A federal judge on Friday granted a Department of Justice (DOJ) request to unseal grand jury records a Florida case involving sex offender Jeffrey Epstein and convicted co-conspirator Ghislaine Maxwell.

U.S. District Judge Rodney Smith wrote in a brief order that a recent federal law ordering the release of records related to Epstein and Maxwell cases supersedes federal rules prohibiting the release of grand jury materials.

The measure, called the “Epstein Files Transparency Act,” passed in both the House and Senate before it was signed into law by President Donald Trump in November. The law forces the DOJ, the FBI, and prosecutors to release material related to the three Epstein and Maxwell investigations by Dec. 19, 2025.

“The Act applies to unclassified records, documents, communications, and investigative materials that relate to Jeffrey Epstein and Ghislaine Maxwell,” the order stated. “Consequently, the later-enacted and specific language of the Act trumps Rule 6’s prohibition on disclosure.”
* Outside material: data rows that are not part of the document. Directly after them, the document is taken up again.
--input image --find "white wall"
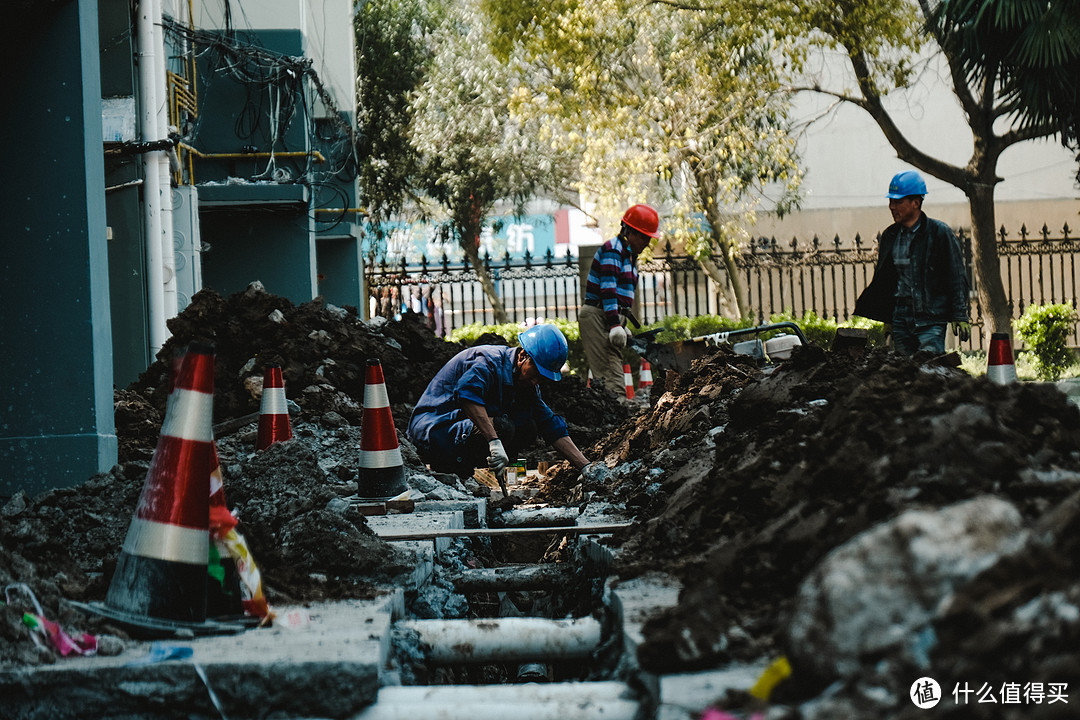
[753,48,1080,241]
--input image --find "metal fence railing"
[367,225,1080,349]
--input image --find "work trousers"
[578,304,626,395]
[892,302,948,357]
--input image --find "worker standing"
[578,205,660,393]
[408,324,607,490]
[854,171,971,356]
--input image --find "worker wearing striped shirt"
[578,205,660,394]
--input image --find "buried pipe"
[492,507,581,528]
[449,562,576,595]
[355,682,640,720]
[397,617,600,665]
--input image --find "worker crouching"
[408,324,607,488]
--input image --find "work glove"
[608,325,626,348]
[581,462,611,485]
[487,437,510,477]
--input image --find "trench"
[369,507,645,720]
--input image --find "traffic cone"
[986,332,1016,385]
[357,358,408,500]
[255,365,293,452]
[90,344,221,634]
[637,357,652,388]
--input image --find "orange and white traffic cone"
[357,358,408,500]
[255,365,293,452]
[986,332,1016,385]
[98,344,220,633]
[637,357,652,388]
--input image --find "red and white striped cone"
[356,358,408,500]
[255,365,293,452]
[98,344,220,634]
[637,358,652,388]
[986,332,1016,385]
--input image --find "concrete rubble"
[0,288,1080,720]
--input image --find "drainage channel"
[367,501,651,720]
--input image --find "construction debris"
[0,288,1080,719]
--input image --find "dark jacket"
[854,213,969,324]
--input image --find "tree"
[409,0,576,323]
[354,0,438,254]
[930,0,1080,182]
[485,0,800,316]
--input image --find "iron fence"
[367,223,1080,349]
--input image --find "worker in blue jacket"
[408,324,607,483]
[854,171,971,356]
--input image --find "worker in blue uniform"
[408,324,607,481]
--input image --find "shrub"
[1013,303,1077,380]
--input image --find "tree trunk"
[461,237,510,325]
[967,182,1012,335]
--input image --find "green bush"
[1013,302,1078,380]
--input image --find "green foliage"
[1013,303,1078,380]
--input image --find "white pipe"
[151,0,177,320]
[355,682,640,720]
[397,617,600,664]
[136,0,168,361]
[353,699,640,720]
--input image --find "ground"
[0,287,1080,718]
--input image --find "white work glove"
[608,325,626,348]
[581,462,611,485]
[487,437,510,476]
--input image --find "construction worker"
[578,205,660,394]
[854,171,971,356]
[408,324,607,490]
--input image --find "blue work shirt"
[408,345,569,457]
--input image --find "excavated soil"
[0,288,1080,718]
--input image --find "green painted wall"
[0,0,117,497]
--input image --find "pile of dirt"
[0,284,629,667]
[549,347,1080,717]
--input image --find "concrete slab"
[0,588,403,720]
[367,511,465,554]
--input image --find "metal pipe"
[152,0,179,321]
[136,0,170,358]
[378,522,634,542]
[177,142,324,162]
[449,562,575,593]
[356,682,640,720]
[397,617,600,665]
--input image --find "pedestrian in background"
[854,171,971,356]
[578,205,660,394]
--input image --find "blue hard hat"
[517,324,566,380]
[886,169,927,200]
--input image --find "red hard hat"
[622,205,660,237]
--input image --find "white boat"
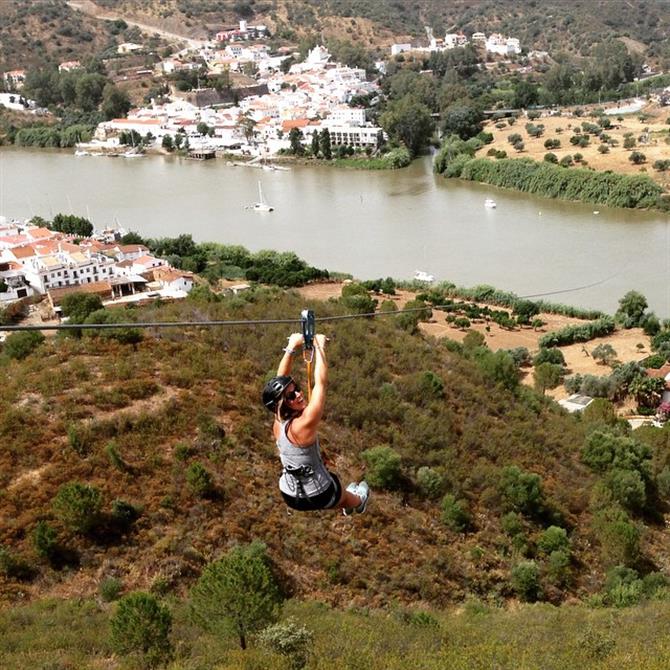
[251,182,274,212]
[414,270,435,282]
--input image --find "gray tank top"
[277,420,333,498]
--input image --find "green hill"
[0,291,667,606]
[0,289,670,668]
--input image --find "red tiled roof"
[11,245,35,258]
[281,119,309,131]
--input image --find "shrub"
[112,498,141,529]
[441,493,471,533]
[0,545,35,581]
[416,465,444,498]
[604,468,647,512]
[67,424,93,457]
[258,619,314,670]
[500,512,526,537]
[533,347,565,366]
[604,565,644,607]
[98,577,123,603]
[52,482,102,533]
[511,561,542,603]
[547,549,570,586]
[186,462,215,498]
[593,507,641,566]
[537,526,570,554]
[110,592,172,667]
[33,521,58,560]
[105,442,127,472]
[2,330,44,360]
[500,465,544,516]
[361,445,402,489]
[591,343,617,365]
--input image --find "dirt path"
[298,283,650,399]
[67,0,207,49]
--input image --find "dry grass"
[478,103,670,188]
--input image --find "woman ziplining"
[263,317,370,516]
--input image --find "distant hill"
[68,0,670,54]
[5,0,670,76]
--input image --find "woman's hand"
[287,333,304,350]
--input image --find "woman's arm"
[277,333,303,376]
[292,333,328,444]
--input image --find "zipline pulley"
[300,309,316,402]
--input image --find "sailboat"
[251,182,274,212]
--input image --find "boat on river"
[247,182,274,212]
[414,270,435,283]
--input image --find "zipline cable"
[0,307,432,332]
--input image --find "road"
[67,0,208,49]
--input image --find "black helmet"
[263,375,295,412]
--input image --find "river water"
[0,149,670,317]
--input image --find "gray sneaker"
[356,481,370,514]
[342,482,358,516]
[342,482,370,516]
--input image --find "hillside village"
[0,217,193,314]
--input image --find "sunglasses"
[284,385,300,400]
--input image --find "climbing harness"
[300,309,316,402]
The DOJ renewed a request to release the material to the public in November after the law was signed by Trump, which Smith granted on Friday. He noted that previous requests by the DOJ were denied because they violated federal rules in which “a government attorney is prohibited from disclosing a matter before the grand jury, unless the rules provide otherwise.”

In its request, the DOJ sought the unsealing of documents in three Epstein-connected cases, including a 2006–2007 Florida grand jury investigation into Epstein, his 2019 sex trafficking case in New York before his death in August 2019, and the 2021 New York sex trafficking case involving Maxwell.

The Florida request was approved on Friday by Smith. The New York requests have not yet been granted by judges in response to a Nov. 21 submission from the DOJ that again asks for the documents to be released after the federal Epstein disclosure law was passed.

“The Act requires the Department of Justice to publish the grand jury transcripts associated with the above-referenced grand jury investigations, unless one of the permitted bases for withholding applies,” the DOJ said, referring to the 2021 Maxwell case and the 2019 Epstein case.

Maxwell is currently serving a 20-year prison sentence after she was found guilty of working with Epstein to sexually abuse minors. In 2008, Epstein pleaded guilty in Florida to lesser charges as part of a non-prosecution agreement that he reached with federal prosecutors, serving out much of his term on a work-release program.

Weeks after he was arrested in 2019 on new charges accusing him of sex trafficking minors, Epstein died in his jail cell on Aug. 10, 2019. The New York Medical Examiner ruled at the time that his death was a suicide by hanging.

Earlier this week, lawyers for Maxwell sent a letter to a federal court in the Southern District of New York stating that she is taking no position on the Justice Department’s requests to unseal transcripts after the law went on the books. However, they said that releasing documents would create problems for her attempts to get a new trial.

“Releasing the grand jury materials from her case, which contain untested and unproven allegations, would create undue prejudice so severe that it would foreclose the possibility of a fair retrial should Ms. Maxwell’s habeas petition succeed,” the letter said.